Oocytes from five mice treated with or without metformin were used for each sample. To analyze mitochondrial ultrastructure, oocytes were prepared for transmission electron microscopy (TEM). Morphometric analysis of mitochondrial ultrastructure was based on electron micrographs at 30,000-fold magnification.

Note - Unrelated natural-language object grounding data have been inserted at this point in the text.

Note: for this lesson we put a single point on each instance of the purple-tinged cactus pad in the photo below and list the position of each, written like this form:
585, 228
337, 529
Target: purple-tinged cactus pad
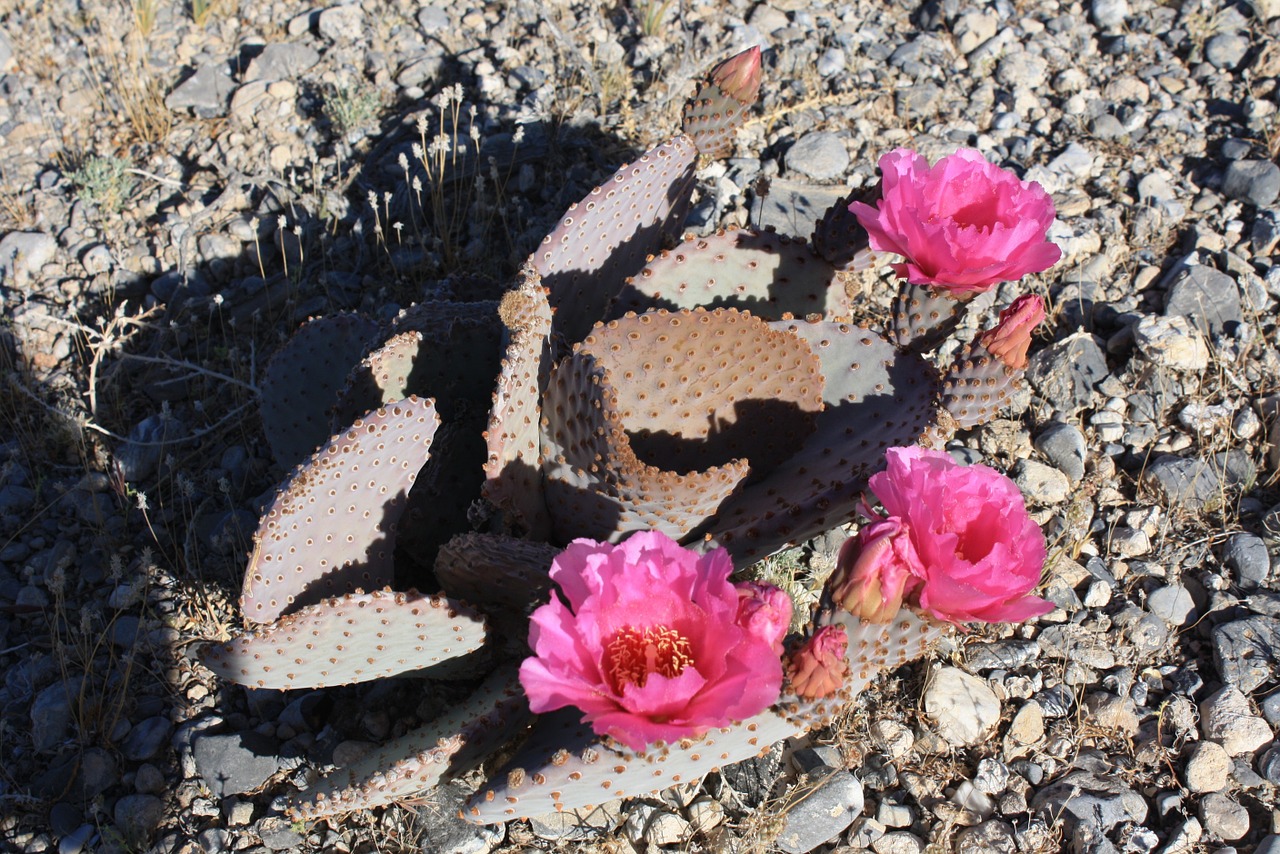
565, 766
332, 526
977, 387
492, 569
424, 757
302, 382
924, 316
607, 236
874, 397
768, 274
513, 464
350, 639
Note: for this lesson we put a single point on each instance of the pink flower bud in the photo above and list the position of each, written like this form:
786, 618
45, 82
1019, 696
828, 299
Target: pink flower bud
818, 668
1009, 339
963, 224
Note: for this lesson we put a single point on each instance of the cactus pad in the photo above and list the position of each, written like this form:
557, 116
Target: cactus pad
302, 380
350, 639
330, 529
607, 236
424, 757
768, 274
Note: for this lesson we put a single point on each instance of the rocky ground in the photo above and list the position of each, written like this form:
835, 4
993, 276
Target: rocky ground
182, 185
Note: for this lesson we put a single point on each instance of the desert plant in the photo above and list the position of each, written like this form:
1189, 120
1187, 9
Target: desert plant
709, 392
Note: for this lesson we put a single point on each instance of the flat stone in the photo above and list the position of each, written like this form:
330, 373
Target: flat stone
1207, 767
819, 155
206, 94
822, 814
236, 763
1246, 652
1228, 718
963, 707
1068, 371
1063, 444
1171, 342
1207, 297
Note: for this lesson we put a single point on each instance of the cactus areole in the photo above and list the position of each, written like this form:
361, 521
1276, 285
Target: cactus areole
682, 403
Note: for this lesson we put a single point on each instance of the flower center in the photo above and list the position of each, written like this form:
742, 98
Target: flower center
632, 653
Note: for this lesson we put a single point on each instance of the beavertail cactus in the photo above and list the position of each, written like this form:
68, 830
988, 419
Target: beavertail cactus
707, 392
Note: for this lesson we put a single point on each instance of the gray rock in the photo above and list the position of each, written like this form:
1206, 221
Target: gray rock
1066, 373
1171, 603
823, 814
341, 23
206, 94
1207, 297
1223, 817
1226, 50
22, 254
138, 816
1100, 800
1063, 444
146, 738
282, 62
1248, 560
1246, 652
433, 19
1226, 718
237, 762
818, 155
963, 707
1256, 182
1191, 484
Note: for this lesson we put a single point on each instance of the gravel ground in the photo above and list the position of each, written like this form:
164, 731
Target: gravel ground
181, 186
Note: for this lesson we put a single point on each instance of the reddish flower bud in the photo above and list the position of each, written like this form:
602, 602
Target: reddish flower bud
1009, 339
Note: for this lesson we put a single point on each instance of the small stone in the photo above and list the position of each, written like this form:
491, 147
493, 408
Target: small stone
1207, 297
1246, 652
138, 816
1063, 444
206, 92
1223, 817
963, 707
1246, 555
819, 155
1255, 182
342, 23
1041, 484
1171, 603
1109, 14
1226, 718
823, 814
1171, 342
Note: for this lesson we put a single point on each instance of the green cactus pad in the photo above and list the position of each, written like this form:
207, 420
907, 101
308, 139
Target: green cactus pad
679, 407
513, 465
768, 274
424, 757
492, 569
447, 351
332, 528
565, 766
721, 105
977, 387
607, 236
302, 382
350, 639
924, 316
876, 397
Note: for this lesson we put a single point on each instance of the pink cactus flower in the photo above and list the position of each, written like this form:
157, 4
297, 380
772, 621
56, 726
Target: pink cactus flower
818, 668
653, 643
963, 225
1011, 336
956, 543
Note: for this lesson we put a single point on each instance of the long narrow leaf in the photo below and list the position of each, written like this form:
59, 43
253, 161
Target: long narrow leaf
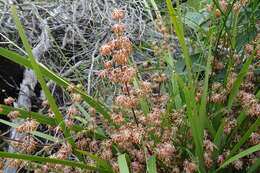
240, 155
151, 165
239, 80
47, 160
58, 80
122, 163
24, 114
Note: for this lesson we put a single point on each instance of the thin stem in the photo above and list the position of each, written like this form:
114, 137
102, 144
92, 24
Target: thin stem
133, 111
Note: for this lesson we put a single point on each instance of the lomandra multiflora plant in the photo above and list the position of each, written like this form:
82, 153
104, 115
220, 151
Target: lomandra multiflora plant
161, 119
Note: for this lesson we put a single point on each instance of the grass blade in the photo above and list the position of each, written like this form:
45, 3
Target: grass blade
100, 108
151, 165
36, 133
38, 73
123, 167
180, 35
240, 155
25, 114
47, 160
238, 81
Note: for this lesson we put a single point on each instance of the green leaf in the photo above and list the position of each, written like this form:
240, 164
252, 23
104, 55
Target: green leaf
36, 133
178, 26
254, 167
240, 155
100, 108
238, 81
31, 158
43, 119
103, 165
246, 136
151, 165
122, 163
35, 67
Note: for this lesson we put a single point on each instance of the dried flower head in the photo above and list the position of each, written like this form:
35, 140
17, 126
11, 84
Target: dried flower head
238, 164
28, 126
217, 13
76, 98
72, 110
108, 64
165, 151
224, 5
29, 144
9, 101
106, 50
207, 159
126, 101
189, 167
118, 14
118, 29
13, 114
120, 57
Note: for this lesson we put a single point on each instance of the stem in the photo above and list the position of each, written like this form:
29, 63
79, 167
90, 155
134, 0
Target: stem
133, 111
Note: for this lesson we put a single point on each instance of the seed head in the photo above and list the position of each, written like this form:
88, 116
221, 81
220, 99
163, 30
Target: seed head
118, 29
118, 14
9, 101
165, 151
13, 114
105, 50
189, 167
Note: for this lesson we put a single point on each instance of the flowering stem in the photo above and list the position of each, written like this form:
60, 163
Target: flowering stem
136, 121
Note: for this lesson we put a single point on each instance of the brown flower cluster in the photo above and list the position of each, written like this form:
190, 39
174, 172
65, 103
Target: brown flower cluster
250, 103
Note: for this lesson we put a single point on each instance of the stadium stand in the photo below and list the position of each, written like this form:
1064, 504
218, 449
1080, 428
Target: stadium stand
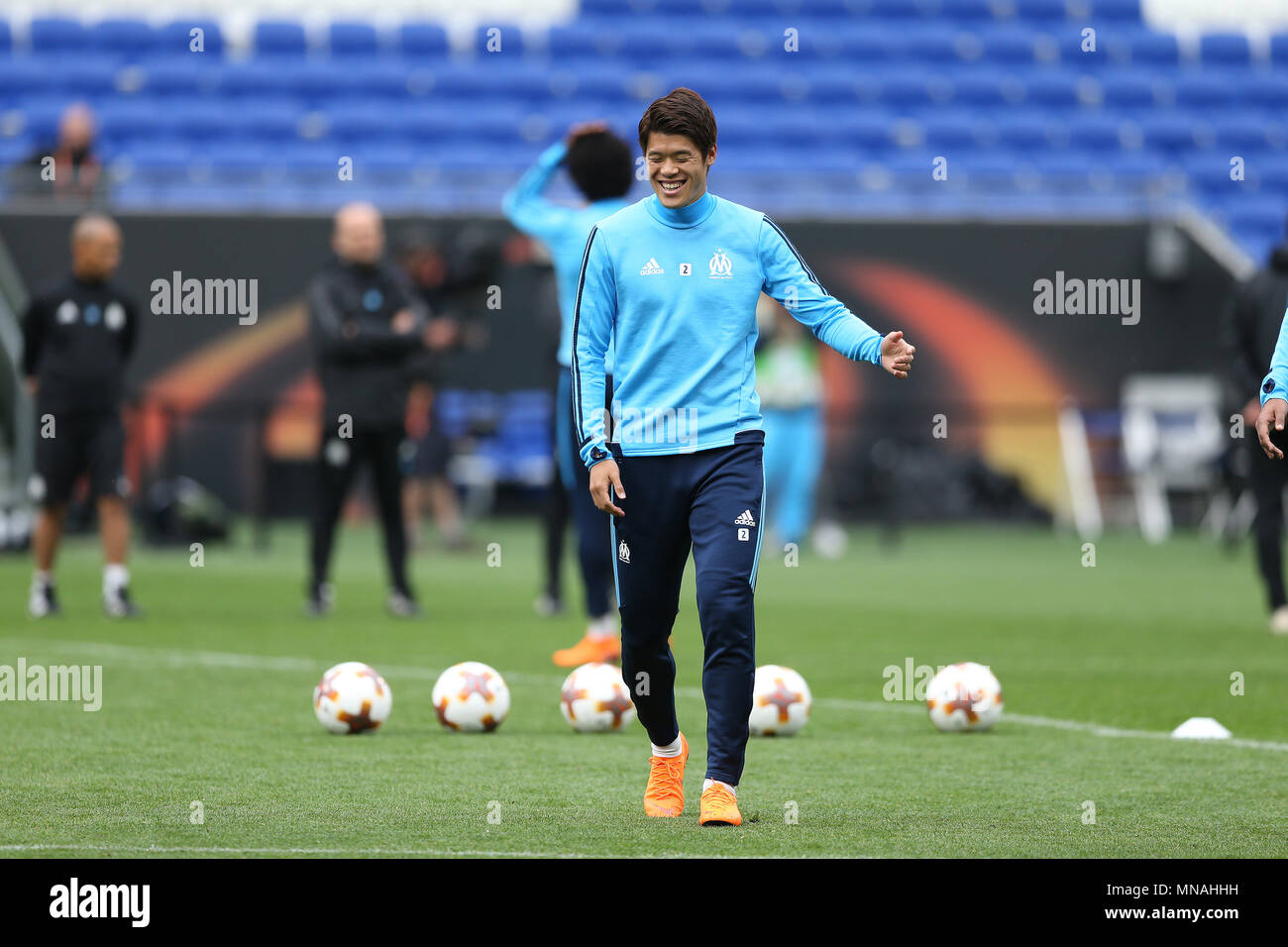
1076, 107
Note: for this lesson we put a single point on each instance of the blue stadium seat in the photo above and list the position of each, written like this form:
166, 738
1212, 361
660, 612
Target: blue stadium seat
1207, 89
364, 121
1167, 132
176, 38
1128, 88
202, 120
861, 44
316, 82
1279, 50
948, 131
1026, 132
353, 39
22, 76
965, 11
896, 9
1141, 171
903, 89
240, 162
1151, 48
174, 75
1048, 89
377, 77
982, 88
1046, 12
250, 78
166, 161
279, 38
423, 40
1225, 50
58, 35
84, 76
124, 121
1095, 132
868, 131
583, 39
269, 121
1245, 131
1116, 11
1009, 44
988, 170
509, 37
931, 44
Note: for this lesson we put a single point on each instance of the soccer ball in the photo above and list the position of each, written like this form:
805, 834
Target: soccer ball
780, 702
352, 698
593, 698
471, 696
964, 697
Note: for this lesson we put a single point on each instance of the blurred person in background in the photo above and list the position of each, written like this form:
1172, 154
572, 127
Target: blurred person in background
600, 165
1249, 329
366, 326
426, 482
68, 169
77, 337
791, 393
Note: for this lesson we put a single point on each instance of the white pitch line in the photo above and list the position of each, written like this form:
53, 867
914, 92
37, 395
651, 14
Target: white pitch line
172, 657
385, 852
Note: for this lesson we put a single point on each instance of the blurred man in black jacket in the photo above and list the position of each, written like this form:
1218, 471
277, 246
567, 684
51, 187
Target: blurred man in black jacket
1249, 331
366, 326
77, 337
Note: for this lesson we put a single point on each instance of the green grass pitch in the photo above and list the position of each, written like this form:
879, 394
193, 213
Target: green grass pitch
207, 698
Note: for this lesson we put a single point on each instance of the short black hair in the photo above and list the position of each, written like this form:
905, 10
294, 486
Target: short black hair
681, 112
600, 165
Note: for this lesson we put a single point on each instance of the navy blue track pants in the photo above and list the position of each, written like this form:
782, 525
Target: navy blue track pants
708, 501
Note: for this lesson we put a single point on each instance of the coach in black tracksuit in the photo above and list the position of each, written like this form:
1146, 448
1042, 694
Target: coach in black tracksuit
1249, 331
77, 337
366, 326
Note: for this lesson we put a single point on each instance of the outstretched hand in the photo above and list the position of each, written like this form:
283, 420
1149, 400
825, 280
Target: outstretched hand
585, 128
605, 482
897, 355
1273, 414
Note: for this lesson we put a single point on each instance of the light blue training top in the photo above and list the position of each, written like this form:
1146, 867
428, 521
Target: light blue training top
677, 290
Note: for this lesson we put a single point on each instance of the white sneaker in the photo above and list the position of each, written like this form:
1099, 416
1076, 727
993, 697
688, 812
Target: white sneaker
42, 600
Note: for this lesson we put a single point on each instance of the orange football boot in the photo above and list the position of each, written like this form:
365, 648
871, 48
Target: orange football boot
719, 806
664, 796
588, 650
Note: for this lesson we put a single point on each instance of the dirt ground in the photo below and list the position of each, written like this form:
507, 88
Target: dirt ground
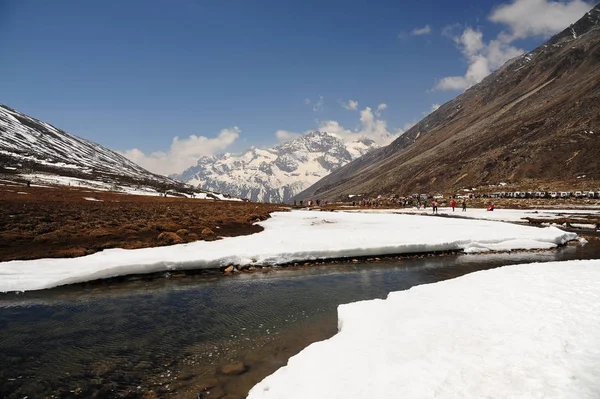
45, 222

For total protein extraction, a total of 100 oocytes were lysed in SDS buffer by boiling for 5 min. The sample was separated by 10% SDS-PAGE and transferred to a PVDF membrane (Bio-Rad), blocked with 5% skim milk diluted in Tries-buffered saline containing 0.05% Tween-20 (TBST) for 1 h at room temperature, and then incubated with primary antibody overnight at 4°C (anti-SIRT3 antibody, 1:500), incubation with HRP-conjugated secondary antibodies for 1 h at room temperature. Immunoreactive bands and molecular weight were detected using the Odyssey Infrared Imaging System (LI-COR Bioscience, United States). The antibodies used in these experiments are shown in Supplementary Table S1.

All experiments were replicated three or more times; data are presented as the mean ± SD unless otherwise indicated, and all % data were subjected to an arcsine-square-root transformation before statistical analysis. Differences between the two groups were analyzed for statistical significance using two-tailed unpaired Student’s t-tests. Comparisons between more than two groups were analyzed using a one-way ANOVA (Analysis of Variance) test implemented in GraphPad Prism 7 (GraphPad Software, San Diego, CA, United States). *p < 0.05; **p < 0.01, and ***p < 0.001.